Individuals with fentanyl exposure were less stabilized by morphine and experienced more severe opioid withdrawal via several metrics compared to persons with non-fentanyl opioid exposure. Withdrawal also remained elevated for several days despite morphine initiation. Adjustments to existing treatment induction protocols may be needed given the permeation of fentanyl into the heroin supply.
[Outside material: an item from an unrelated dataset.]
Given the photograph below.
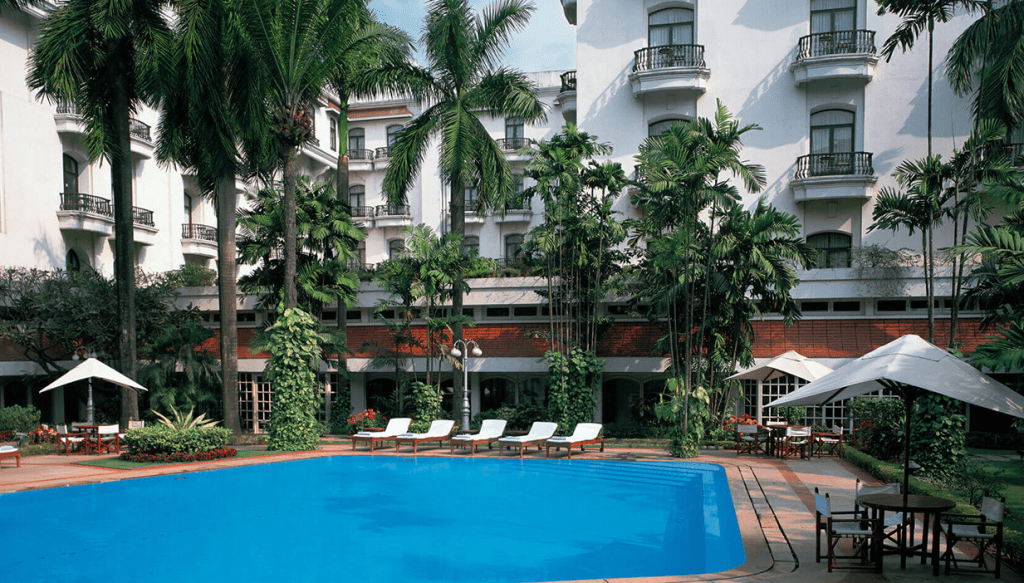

在美国,非法制造的芬太尼已在很大程度上取代了海洛因。与传统阿片类药物戒断相比,芬太尼特异性戒断的特征尚未得到充分了解。本研究调查了两组研究参与者的阿片类药物戒断严重程度,这两组参与者在芬太尼进入当地毒品市场之前和之后都接受了相同的吗啡稳定程序。
非芬太尼研究(n = 103)包括非芬太尼类阿片药物检测呈阳性的参与者,芬太尼研究(n = 30)包括芬太尼检测呈阳性的参与者。两项研究均完成了为期7天的吗啡稳定方案(皮下注射30毫克,每日4次),并对阿片类药物戒断和生命体征进行了多次每日自我报告和观察者评分评估。双向重复测量方差分析(ANOVA)检验了研究、时间以及研究×时间对每个结局每日峰值评分的影响。
在稳定期的第2 - 5天和第2 - 6天,芬太尼研究组与非芬太尼研究组相比,自我报告和观察者评分的戒断分数分别有显著升高(研究×时间,P < 0.05)。与非芬太尼研究组相比,芬太尼组的心动过速发生率更高,芬太尼研究组的舒张压峰值也更高。
与非芬太尼类阿片药物接触者相比,接触芬太尼的个体使用吗啡后稳定性较差,并且通过多种指标经历了更严重的阿片类药物戒断。尽管开始使用吗啡,但戒断症状在数天内仍居高不下。鉴于芬太尼已渗透到海洛因供应中,可能需要对现有的治疗诱导方案进行调整。